Eilidh Innes

Eilidh Innes recently completed her PhD at Anglia Ruskin University, alongside a corporate role outside academia.  Her research centres around the life and career of the nineteenth century journalist and theatrical impresario, John Hollingshead, and the ‘lost’ Gaiety Theatre which was originally in the Strand, before being demolished in a Victorian road building scheme and rebuilt on a different site.  

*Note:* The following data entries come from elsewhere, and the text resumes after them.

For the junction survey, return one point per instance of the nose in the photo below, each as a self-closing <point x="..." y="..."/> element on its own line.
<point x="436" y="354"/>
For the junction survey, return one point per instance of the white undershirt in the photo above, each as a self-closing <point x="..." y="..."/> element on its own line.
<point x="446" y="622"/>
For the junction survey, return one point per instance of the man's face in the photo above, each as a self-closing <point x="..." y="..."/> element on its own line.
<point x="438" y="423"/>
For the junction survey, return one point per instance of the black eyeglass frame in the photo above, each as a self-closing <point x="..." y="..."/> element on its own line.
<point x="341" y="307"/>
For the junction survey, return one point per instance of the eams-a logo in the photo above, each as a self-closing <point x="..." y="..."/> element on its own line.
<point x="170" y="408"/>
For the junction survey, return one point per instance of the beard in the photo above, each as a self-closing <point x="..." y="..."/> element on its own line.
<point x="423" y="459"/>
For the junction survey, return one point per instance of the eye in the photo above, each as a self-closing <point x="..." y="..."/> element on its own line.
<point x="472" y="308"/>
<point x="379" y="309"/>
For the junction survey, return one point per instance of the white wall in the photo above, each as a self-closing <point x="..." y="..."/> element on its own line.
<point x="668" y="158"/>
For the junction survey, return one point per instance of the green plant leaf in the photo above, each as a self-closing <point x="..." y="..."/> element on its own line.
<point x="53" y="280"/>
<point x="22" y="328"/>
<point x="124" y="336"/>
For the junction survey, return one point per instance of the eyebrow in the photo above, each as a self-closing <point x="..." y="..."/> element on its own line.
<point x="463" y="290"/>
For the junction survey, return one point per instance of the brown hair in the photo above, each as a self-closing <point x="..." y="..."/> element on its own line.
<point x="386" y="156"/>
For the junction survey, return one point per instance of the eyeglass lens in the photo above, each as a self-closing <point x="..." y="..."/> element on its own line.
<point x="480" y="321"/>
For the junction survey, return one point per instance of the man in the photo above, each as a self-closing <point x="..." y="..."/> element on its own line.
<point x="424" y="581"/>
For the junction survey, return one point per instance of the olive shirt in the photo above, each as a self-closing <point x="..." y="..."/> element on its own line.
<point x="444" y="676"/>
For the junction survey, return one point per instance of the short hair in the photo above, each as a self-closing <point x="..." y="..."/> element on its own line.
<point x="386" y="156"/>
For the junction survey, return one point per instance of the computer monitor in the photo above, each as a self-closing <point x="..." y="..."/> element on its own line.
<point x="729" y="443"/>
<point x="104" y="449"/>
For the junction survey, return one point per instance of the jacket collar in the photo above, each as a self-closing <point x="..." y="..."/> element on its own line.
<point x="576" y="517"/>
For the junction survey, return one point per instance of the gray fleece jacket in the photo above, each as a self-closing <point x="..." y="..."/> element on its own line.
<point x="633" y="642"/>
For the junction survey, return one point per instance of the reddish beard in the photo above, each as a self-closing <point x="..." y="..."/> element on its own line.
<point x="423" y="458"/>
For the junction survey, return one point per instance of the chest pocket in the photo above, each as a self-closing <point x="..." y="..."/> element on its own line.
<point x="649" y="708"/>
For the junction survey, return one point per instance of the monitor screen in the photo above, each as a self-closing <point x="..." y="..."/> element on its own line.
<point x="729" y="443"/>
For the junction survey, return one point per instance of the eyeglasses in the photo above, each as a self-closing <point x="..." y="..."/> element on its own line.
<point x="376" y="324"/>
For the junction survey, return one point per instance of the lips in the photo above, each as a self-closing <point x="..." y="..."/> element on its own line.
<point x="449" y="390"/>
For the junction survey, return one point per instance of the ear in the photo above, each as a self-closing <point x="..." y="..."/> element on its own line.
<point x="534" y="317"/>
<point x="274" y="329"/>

Contact Email Address: gaietytheatrehistorian@mail.com

Research Interests

 

She is particularly interested in the role of bohemian networks in shaping popular culture in London’s West End and the links between print and the stage in this period.  As the founder and manager of the Gaiety, Hollingshead was responsible for creating the glamourous chorus girls known as ‘Gaiety Girls’, where women were romanticised as showgirls. Eilidh’s research examines the lives of Hollingshead’s female performers, with particular attention paid to those who played the role of ‘principal boys’ in the Gaiety’s burlesque productions.  Her work also encompasses the issue of theatre censorship, as Hollingshead fought against censorship of the stage throughout his career, without a great deal of success. Eilidh has published on the role of actresses in Hollingshead’s success in the Women’s History Network Journal and on the links between Hollingshead and the writers Charles and Mary Lamb in The Charles Lamb Bulletin.